Herzlich Willkommen zur 36. Folge meines Podcasts „aus&aufbrechen“. Dass Jesus im Mittelpunkt des Christentums steht, ist ja hinlänglich bekannt. Für so gut wie alle Christen ist er der Sympathieträger, ja manchmal eine Projektionsfläche für all das, was Menschen Gutes an sich selbst haben könnten.

Hat Jesus nicht aber auch eine unsympathische Seite? Eine Seite, die wir gern vernachlässigen, weil wir sie in das Bild des supercoolen, allen zugewandten, lieben, netten, zuvorkommenden, lächelnden Jesus nicht reinbekommen? Um diese Seite Jesu soll es heute gehen.

Um es gleich vorweg zu sagen: Natürlich ist uns bewusst, dass Jesus bestimmten Gruppen ein Dorn im Auge war. Sie fanden ihn sicher nicht sympathisch, sonst wäre er wohl nicht am Kreuz gelandet. Anders gesagt: Dass ihn seine Gegner unsympathisch gefunden haben, ist wohl kein großes Geheimnis. Dass er auch nicht gerade zimperlig mit ihnen umgegangen ist, wissen wir auch. Mit seinen Drohgebärden, die meist mit „Wehe euch, ihr Schriftgelehrten, Pharisäer usw.“ eingeleitet werden, und seinen Beschimpfungen à la „Schlangenbrut“ hat er sich da sicher keine Freunde gemacht.

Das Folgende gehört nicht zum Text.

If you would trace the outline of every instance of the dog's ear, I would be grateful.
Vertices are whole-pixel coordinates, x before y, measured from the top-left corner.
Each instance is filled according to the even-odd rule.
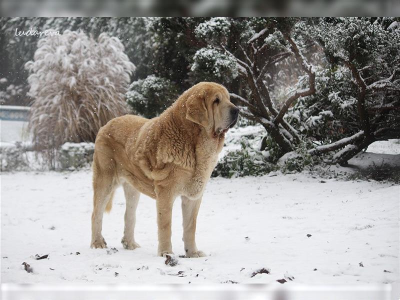
[[[186,118],[204,127],[208,125],[205,96],[198,94],[190,96],[186,101]]]

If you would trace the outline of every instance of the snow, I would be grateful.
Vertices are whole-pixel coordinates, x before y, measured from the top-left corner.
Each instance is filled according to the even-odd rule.
[[[15,120],[0,120],[0,140],[3,142],[28,140],[28,122]]]
[[[400,140],[375,142],[368,146],[366,152],[384,154],[400,154]]]
[[[225,144],[220,153],[218,159],[221,160],[226,154],[235,150],[242,149],[240,141],[244,139],[246,142],[250,142],[250,148],[258,149],[260,146],[262,134],[265,129],[260,124],[248,126],[246,127],[234,127],[229,130],[225,134]],[[254,138],[249,138],[252,136]]]
[[[103,222],[108,248],[90,248],[91,180],[88,170],[2,174],[4,283],[272,282],[285,276],[294,278],[288,284],[398,280],[398,186],[322,180],[306,174],[211,178],[196,232],[199,248],[209,256],[178,258],[172,267],[156,255],[155,202],[146,196],[136,226],[142,248],[122,248],[121,189]],[[178,200],[172,232],[177,256],[184,254],[179,206]],[[49,255],[37,260],[36,254]],[[24,270],[24,262],[33,272]],[[252,277],[262,268],[270,274]]]

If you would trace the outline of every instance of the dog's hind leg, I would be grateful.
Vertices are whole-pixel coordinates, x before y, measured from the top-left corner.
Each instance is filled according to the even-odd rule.
[[[190,200],[184,196],[181,198],[185,256],[188,258],[205,256],[206,254],[202,251],[198,250],[195,237],[197,216],[202,202],[202,198],[197,200]]]
[[[124,238],[121,242],[126,249],[133,250],[140,247],[134,241],[134,226],[136,222],[136,208],[140,193],[128,182],[124,182],[122,187],[126,200],[126,208],[125,210]]]
[[[92,248],[106,248],[107,244],[102,234],[104,210],[111,210],[114,191],[118,186],[114,176],[104,173],[97,168],[96,162],[93,168],[93,212],[92,214]]]

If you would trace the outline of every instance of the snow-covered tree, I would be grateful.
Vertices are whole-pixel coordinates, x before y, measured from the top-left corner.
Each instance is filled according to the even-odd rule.
[[[344,114],[336,118],[346,124],[344,130],[348,132],[312,153],[338,150],[334,160],[346,164],[376,140],[400,138],[400,34],[395,30],[397,21],[387,23],[380,19],[326,18],[312,25],[332,65],[346,69],[338,82],[347,82],[332,90],[328,98],[330,106],[338,104],[342,110]],[[324,97],[318,100],[316,105],[320,106]]]
[[[124,94],[134,66],[116,38],[102,34],[95,40],[69,30],[48,36],[26,68],[33,142],[53,166],[61,144],[94,142],[102,126],[128,112]]]
[[[130,84],[126,94],[126,102],[135,114],[151,118],[174,102],[176,90],[168,79],[149,75]]]
[[[315,92],[314,70],[292,36],[296,22],[291,18],[212,18],[195,30],[208,46],[198,51],[192,70],[198,72],[201,59],[210,73],[222,80],[222,76],[240,77],[244,85],[242,94],[232,93],[232,98],[240,104],[242,116],[262,125],[281,154],[293,150],[300,141],[297,130],[284,118],[288,108],[300,97]],[[208,58],[212,52],[218,59]],[[276,64],[289,56],[294,58],[308,84],[306,88],[292,89],[278,107],[271,94],[276,83],[271,80],[272,74],[276,73]],[[230,72],[220,74],[228,68]]]

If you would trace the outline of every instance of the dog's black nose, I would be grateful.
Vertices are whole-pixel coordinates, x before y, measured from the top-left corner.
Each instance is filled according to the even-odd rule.
[[[234,118],[236,118],[239,114],[239,108],[234,108],[230,109],[230,114]]]

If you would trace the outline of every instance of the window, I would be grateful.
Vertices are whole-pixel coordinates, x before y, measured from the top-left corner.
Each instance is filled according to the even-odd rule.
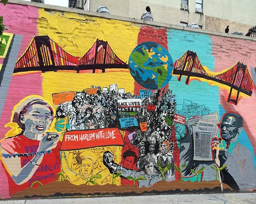
[[[203,10],[203,0],[196,0],[196,10],[197,9],[201,9]]]
[[[181,26],[184,26],[184,27],[188,26],[188,23],[186,22],[182,22],[182,21],[180,22],[180,25]]]
[[[188,0],[181,0],[181,6],[183,4],[188,6]]]

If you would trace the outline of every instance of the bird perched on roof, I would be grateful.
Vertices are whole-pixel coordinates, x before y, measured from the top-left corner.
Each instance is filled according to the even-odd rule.
[[[251,34],[253,33],[253,31],[249,30],[248,32],[245,34],[246,36],[250,36]]]
[[[151,13],[151,10],[150,10],[150,8],[149,8],[149,6],[148,6],[146,7],[146,10]]]

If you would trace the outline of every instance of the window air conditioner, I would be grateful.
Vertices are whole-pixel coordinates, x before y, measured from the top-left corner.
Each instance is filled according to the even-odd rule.
[[[185,10],[185,9],[188,9],[188,5],[186,5],[185,4],[182,4],[182,9],[184,9]]]
[[[202,13],[202,9],[200,9],[199,8],[197,8],[196,9],[196,12],[198,12],[198,13]]]

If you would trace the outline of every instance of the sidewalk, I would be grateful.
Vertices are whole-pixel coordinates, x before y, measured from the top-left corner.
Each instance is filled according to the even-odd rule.
[[[179,194],[0,201],[3,204],[256,204],[256,193]]]

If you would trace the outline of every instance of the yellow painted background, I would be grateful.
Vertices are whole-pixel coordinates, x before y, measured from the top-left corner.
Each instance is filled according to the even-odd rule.
[[[69,12],[46,11],[44,9],[39,9],[38,13],[38,35],[48,35],[65,51],[76,57],[82,56],[98,39],[107,41],[117,56],[125,62],[128,61],[130,53],[137,45],[140,28],[131,22]],[[56,110],[52,94],[81,92],[91,85],[108,87],[110,84],[117,83],[118,88],[124,88],[125,92],[133,93],[134,80],[129,70],[115,69],[114,72],[107,72],[110,70],[106,70],[107,72],[104,73],[77,73],[66,71],[42,73],[43,96],[51,102]],[[115,149],[114,160],[118,163],[121,161],[122,148],[117,147]],[[112,175],[109,175],[106,168],[103,172],[97,169],[96,164],[101,163],[102,159],[98,159],[99,155],[93,152],[93,151],[88,149],[83,151],[83,153],[84,157],[94,161],[93,174],[101,172],[102,178],[96,181],[99,184],[110,183]],[[70,165],[72,158],[68,159],[67,161]],[[61,163],[63,165],[63,161]],[[66,169],[63,171],[64,173],[69,178],[71,182],[77,185],[82,184],[80,182],[75,181],[74,174],[70,174],[66,168],[63,168]],[[106,178],[108,179],[104,179]],[[117,178],[114,183],[120,185],[120,178]]]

Manche von uns, wenn sie solches hören, empfinden bei diesen harten Worten Jesu vielleicht sogar Freude, Schadenfreude, Genugtuung. Endlich einmal einer, der’s denen da oben, dem Establishment, der Elite mal so richtig zeigt. Jetzt drückt er’s ihnen richtig rein. Recht so! Selber Schuld, wenn ihr so machtgierig und unterdrückerisch seid.

Das macht Jesus für uns dann grundsympathisch. Dann können wir nämlich in der Deckung bleiben. Wir können den Mund halten, denn der steht ja schon auf für uns gegen die Bösen dieser Welt.

Wir übersehen halt dabei, dass wir – ich meine uns als europäische, bürgerliche Christen – ja auch zum Establishment gehören, dass die Worte ja eigentlich auch gegen uns gerichtet sind, dass auch wir mal nachdenken sollten, wo wir unsere Privilegien zuungunsten anderer ausnutzen. Vielleicht sind wir ja viel eher auf der Gegenseite Jesu; vielleicht würde er uns als Schlangenbrut bezeichnen. Na, dann wäre er nicht mehr so sympathisch.

So wie er Petrus als „Satan“ beschimpft. Warum? Weil Petrus einfach nicht einsehen will, dass der Messias getötet wird. Petrus wäre lieber davongelaufen, hätte sich lieber weggeduckt. Hat er ja auch gemacht und hat geleugnet. Ich denke, in dem Moment, wo Jesus „Satan“ zu ihm sagt, hat Petrus ihn nicht sehr sympathisch gefunden.

Übersehen wir also nicht, dass wir uns schneller auf der Gegenseite Jesu finden könnten als uns lieb ist.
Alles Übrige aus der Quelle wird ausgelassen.